Sa série « In the American West », ressort incontestablement comme son travail le plus fort. Il a photographié des gens ordinaires avec la même attention et la même technique que les plus célèbres du monde. Il a ainsi dressé une fresque humaine de gens humbles, voir de pauvres gens, mineurs, ouvriers de champs pétroliers, ouvriers d’usine, chauffeurs, caissières, serveuses, femmes au foyer, chômeurs, vagabonds, prisonniers. Comme pour les stars il n’a pas cherché à les mettre à leur avantage, la netteté des images révèle tous les défauts de la peau. Ils sortent tout droit de leur atelier, de leur lieu de travail, leurs vêtements sont sales, ordinaires. Nous sommes en face de ceux qui ne font pas partie du rêve américain, les laissés-pour-compte de la croissance. Pour la plupart des photos il est impossible de les dater, elles auraient bien pu être prises hier. Cette intemporalité donne encore plus de force aux images qui nous interpellent près de 30 ans après car elles sont toujours d’actualité et ont pris une dimension universelle.
Sa mise en scène est immuable, elle définit son style, ainsi parmi 100 images on reconnait le portrait réalisé par Avedon. Sa recette : un fond blanc, un cadrage qui va du haut de la tête au ventre, le modèle regarde tout droit vers l’objectif, l’expression du visage est souvent triste, grave ou mélancolique, le cadrage est parfois décentré. La force de l’image réside au-delà de cette mise en scène, elle provient aussi du talent du photographe à dialoguer avec les gens qu’il photographie. Il les dirige comme des acteurs, les amène à sortir d’une pose conventionnelle, c’est enfin lui, qui choisit le cliché qui correspond à ce qu’il attend.

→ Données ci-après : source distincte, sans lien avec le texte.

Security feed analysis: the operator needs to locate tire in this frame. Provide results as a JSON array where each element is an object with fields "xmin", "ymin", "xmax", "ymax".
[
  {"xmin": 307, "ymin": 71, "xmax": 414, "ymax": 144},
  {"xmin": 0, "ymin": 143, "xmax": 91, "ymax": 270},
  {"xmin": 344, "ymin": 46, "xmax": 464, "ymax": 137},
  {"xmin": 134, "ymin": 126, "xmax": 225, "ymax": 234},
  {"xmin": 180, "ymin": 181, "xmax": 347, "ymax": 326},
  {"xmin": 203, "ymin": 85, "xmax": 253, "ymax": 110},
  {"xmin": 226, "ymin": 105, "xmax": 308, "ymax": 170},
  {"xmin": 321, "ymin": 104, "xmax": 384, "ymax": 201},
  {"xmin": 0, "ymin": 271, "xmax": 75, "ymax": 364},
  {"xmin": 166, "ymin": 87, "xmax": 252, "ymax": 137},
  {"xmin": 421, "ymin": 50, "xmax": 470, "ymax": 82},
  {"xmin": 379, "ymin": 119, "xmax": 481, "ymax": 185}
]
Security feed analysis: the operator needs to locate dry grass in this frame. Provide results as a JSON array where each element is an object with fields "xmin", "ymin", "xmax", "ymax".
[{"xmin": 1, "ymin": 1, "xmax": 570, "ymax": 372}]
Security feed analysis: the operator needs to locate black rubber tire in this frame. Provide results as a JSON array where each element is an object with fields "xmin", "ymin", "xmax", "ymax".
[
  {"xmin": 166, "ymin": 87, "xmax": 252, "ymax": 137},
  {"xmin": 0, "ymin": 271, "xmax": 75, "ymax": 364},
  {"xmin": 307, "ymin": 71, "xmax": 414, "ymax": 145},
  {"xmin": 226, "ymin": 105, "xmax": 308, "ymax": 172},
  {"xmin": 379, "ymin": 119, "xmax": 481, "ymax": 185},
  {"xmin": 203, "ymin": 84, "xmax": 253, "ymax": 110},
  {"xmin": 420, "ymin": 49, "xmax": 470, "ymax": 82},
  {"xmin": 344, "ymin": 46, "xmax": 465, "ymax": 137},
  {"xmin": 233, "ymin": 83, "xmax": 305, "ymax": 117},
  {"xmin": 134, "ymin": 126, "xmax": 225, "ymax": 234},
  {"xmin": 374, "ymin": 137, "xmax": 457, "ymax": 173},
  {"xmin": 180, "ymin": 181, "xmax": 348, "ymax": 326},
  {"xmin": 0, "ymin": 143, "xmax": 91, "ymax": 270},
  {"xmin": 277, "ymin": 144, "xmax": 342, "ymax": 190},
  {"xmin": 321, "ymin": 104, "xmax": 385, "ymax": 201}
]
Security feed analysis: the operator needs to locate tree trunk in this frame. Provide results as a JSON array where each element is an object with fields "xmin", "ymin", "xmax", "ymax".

Dovima avec les éléphants, robe du soir Dior, CIrque d’hiver de Paris, août 1955
© Richard Avedon

Aussi, il ne faut pas manquer l’exposition « Richard Avedon » qui se tient au jeu de Paume où l’on admirera ses images exposées pour la première fois en France. On y voit comment à la fin des années 40, Richard Avedon a rajeuni la photo de mode en donnant vie au mannequin, en le faisant sauter, bouger sourire, alors que son rôle, se limitait avant à celui d’un portemanteau, au mieux à une statue. Son originalité a consisté aussi à faire sortir le modèle du studio et à le mettre en scène dans la rue sous un éclairage naturel, dans des situations amusantes ou inattendues. On a tous en mémoire l’image de 1955 devenue célèbre de Domiva habillée en Dior posant entre deux éléphants du cirque d’hiver de Paris, que l’on trouvera juste après avoir franchi l’entrée de l’exposition.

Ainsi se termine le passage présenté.